Laura kaget mendengar keputusanku, dia berbalik dan membantingkan tubuhnya keatas tempat tidur. Isak tangisnya memecah kesunyian ruangan. Ibu kost berlari menemui kami dikamar,” Ada apa mbak? Kenapa dia mas? tanya ibu kost. Aku hanya berdiri, terpaku di sisi tempat tidurnya. “ Boleh aku tinggal sebentar di kamar ini?” tanyaku kepada ibu kost. Dia menggaggukkan kepala sembari tangannya memberi isyarat, agar aku membujuk Laura, lantas dia keluar sambil menutup pintu.

Setelah menunggu agak lama Laura tak kunjung bicara, aku permisi sambil menyentuh lengannya.
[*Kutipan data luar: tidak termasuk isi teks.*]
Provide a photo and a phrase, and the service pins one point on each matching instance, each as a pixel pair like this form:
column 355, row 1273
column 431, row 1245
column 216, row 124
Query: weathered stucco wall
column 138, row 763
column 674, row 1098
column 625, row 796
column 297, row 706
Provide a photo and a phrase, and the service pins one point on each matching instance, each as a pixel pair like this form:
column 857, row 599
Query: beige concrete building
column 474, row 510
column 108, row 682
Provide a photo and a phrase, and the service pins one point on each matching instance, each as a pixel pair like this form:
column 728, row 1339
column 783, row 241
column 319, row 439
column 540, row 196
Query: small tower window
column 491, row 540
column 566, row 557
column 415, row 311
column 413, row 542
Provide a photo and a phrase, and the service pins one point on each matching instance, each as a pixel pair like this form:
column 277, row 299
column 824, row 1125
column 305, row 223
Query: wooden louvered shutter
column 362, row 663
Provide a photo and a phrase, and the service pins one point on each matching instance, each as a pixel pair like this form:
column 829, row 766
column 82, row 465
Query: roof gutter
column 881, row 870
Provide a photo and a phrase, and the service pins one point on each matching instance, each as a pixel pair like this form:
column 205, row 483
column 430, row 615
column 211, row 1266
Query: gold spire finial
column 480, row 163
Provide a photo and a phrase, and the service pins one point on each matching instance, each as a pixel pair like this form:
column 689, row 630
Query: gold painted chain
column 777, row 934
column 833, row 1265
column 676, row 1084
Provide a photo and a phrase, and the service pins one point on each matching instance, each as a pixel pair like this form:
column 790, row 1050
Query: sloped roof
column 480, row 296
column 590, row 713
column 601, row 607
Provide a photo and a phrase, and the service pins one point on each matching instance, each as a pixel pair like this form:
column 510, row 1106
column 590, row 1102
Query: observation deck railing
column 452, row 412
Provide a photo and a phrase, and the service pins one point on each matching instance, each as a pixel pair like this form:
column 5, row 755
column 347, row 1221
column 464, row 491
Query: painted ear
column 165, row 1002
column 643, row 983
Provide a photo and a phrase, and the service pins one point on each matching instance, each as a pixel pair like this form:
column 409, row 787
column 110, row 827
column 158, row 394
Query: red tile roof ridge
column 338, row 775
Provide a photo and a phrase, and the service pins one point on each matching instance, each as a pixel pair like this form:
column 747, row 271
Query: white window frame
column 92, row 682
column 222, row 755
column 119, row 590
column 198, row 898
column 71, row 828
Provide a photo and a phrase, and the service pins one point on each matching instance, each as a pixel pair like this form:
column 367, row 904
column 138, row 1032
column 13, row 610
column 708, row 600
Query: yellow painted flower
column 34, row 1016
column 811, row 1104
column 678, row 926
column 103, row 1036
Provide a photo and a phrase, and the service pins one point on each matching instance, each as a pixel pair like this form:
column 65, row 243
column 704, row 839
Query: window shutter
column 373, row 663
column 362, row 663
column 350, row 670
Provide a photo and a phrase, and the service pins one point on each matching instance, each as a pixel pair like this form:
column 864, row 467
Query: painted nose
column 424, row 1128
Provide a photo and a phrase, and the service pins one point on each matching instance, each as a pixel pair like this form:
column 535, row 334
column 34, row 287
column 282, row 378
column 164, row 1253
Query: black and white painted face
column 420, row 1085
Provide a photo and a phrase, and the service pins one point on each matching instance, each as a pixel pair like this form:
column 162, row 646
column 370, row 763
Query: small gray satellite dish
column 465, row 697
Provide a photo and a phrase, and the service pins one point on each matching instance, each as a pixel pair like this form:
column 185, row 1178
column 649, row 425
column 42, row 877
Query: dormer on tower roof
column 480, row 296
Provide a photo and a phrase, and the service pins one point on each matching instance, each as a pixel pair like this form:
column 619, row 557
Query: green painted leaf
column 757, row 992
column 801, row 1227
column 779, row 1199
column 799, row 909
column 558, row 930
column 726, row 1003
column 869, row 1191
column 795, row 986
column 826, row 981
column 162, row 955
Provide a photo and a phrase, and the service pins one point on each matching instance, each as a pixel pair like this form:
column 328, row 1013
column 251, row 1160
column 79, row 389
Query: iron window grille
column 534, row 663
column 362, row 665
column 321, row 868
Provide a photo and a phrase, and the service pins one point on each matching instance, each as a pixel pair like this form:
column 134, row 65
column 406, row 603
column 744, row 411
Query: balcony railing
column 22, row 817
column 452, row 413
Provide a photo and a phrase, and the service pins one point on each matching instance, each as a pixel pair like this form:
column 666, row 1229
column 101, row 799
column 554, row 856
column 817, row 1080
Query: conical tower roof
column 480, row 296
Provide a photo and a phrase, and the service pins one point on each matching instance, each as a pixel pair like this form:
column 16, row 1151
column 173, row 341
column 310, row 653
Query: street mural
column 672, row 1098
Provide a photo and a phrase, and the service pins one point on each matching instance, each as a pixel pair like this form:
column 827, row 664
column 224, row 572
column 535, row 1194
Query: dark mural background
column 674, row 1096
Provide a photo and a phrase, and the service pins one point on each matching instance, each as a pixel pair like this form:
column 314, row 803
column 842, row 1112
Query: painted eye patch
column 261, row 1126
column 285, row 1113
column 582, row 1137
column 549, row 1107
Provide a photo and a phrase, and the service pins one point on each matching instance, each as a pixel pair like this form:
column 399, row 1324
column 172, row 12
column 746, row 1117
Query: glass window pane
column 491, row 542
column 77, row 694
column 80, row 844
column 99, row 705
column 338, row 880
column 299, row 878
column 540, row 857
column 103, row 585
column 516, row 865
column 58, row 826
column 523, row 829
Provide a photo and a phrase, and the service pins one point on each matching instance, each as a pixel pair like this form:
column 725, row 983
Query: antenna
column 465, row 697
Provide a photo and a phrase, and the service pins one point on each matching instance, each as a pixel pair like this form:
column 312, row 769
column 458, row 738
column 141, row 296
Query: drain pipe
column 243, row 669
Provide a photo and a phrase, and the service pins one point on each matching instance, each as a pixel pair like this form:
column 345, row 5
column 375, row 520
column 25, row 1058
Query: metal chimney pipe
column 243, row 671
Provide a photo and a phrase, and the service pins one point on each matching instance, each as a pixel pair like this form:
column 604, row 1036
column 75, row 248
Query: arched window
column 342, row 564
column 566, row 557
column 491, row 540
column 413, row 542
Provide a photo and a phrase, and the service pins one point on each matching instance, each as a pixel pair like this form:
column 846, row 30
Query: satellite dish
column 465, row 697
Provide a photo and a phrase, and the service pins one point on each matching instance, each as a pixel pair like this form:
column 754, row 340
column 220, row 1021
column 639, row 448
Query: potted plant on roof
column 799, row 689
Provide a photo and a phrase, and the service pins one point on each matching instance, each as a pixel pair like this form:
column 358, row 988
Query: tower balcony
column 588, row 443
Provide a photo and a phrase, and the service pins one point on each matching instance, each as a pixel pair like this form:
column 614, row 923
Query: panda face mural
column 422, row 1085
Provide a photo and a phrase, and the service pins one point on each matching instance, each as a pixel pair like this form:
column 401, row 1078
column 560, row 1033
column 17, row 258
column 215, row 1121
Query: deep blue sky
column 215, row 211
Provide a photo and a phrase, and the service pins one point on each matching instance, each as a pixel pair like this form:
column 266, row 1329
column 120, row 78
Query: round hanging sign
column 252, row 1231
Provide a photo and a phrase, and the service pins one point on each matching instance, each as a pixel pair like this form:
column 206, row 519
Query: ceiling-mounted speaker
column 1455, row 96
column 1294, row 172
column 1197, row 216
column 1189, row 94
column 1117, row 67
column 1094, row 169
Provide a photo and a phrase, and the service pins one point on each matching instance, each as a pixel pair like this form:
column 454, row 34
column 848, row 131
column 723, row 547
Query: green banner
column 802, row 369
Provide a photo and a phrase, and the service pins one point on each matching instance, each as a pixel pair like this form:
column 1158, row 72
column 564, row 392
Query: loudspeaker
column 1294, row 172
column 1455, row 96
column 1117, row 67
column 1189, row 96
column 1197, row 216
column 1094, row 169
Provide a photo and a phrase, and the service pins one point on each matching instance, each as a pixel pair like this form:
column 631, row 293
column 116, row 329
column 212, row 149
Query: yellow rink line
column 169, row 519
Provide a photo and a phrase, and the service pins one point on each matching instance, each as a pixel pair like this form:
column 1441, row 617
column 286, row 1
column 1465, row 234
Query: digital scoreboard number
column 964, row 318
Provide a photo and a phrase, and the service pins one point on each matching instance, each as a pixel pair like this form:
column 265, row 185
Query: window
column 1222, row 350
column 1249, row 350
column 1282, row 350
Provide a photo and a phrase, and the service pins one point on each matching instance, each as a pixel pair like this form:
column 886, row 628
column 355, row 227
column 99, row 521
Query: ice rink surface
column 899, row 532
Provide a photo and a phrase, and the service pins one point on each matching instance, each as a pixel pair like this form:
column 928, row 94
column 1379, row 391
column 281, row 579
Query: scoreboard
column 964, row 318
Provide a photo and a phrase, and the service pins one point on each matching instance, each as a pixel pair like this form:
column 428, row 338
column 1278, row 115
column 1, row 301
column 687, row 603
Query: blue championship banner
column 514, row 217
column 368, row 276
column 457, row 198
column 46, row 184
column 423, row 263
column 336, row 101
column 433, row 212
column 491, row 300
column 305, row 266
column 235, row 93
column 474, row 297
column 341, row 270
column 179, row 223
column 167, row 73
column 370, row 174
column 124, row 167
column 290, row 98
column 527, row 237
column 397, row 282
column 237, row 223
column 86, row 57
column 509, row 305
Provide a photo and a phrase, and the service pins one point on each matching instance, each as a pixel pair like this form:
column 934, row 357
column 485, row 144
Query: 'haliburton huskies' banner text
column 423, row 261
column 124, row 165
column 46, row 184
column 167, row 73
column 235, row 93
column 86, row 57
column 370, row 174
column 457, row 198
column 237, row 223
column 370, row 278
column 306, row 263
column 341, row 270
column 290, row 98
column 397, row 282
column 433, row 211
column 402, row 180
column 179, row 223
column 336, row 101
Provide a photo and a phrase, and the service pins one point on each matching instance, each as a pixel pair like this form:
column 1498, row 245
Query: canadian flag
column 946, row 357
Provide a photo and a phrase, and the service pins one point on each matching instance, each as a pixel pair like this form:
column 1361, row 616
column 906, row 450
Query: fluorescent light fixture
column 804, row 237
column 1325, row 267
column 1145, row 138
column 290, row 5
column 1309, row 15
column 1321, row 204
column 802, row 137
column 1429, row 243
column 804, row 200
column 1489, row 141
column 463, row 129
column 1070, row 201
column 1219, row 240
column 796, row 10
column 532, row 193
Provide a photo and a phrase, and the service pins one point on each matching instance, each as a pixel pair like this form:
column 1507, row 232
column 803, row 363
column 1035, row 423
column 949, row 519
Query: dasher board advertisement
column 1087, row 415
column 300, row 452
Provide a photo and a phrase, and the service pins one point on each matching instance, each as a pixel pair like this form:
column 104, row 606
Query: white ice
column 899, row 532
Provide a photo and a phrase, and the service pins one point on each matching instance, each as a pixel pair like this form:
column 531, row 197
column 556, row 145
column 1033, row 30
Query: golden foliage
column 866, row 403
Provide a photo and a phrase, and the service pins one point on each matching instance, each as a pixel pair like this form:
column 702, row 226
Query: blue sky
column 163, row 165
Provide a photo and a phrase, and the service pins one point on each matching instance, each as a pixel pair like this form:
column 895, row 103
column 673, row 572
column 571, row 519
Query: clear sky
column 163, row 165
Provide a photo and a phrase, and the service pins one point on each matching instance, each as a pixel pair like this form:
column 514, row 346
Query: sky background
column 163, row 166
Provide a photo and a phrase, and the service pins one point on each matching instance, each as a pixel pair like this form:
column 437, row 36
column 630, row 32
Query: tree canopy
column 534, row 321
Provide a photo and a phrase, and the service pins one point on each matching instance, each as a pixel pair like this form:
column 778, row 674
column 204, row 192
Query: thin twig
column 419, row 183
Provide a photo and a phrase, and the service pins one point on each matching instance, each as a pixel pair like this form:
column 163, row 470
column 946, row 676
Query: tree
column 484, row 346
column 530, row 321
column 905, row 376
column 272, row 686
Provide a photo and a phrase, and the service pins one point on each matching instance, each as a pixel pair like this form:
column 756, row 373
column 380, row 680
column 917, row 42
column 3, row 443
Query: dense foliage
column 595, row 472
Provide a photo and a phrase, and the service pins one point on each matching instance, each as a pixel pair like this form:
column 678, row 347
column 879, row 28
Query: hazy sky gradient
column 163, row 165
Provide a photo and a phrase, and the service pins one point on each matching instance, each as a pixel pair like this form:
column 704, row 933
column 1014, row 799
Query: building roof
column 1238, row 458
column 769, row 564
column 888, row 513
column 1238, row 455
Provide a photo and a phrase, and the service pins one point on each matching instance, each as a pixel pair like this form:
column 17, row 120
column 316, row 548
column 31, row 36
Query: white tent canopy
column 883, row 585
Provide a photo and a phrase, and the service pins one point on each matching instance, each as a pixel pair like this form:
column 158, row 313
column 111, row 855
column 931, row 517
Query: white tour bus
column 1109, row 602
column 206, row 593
Bibirku bergetar tak mampu menahan rasa sedih akan perpisahan yang sangat menyakitkan. “ Laura, ini pertemuan kita terakhir. Bolehkah aku melihat wajahmu saat terakhir. Laura..! Berpalinglah hanya sejenak agar aku melangkah tulus. Laura.! Laura... sekali lagi aku mohon maaf.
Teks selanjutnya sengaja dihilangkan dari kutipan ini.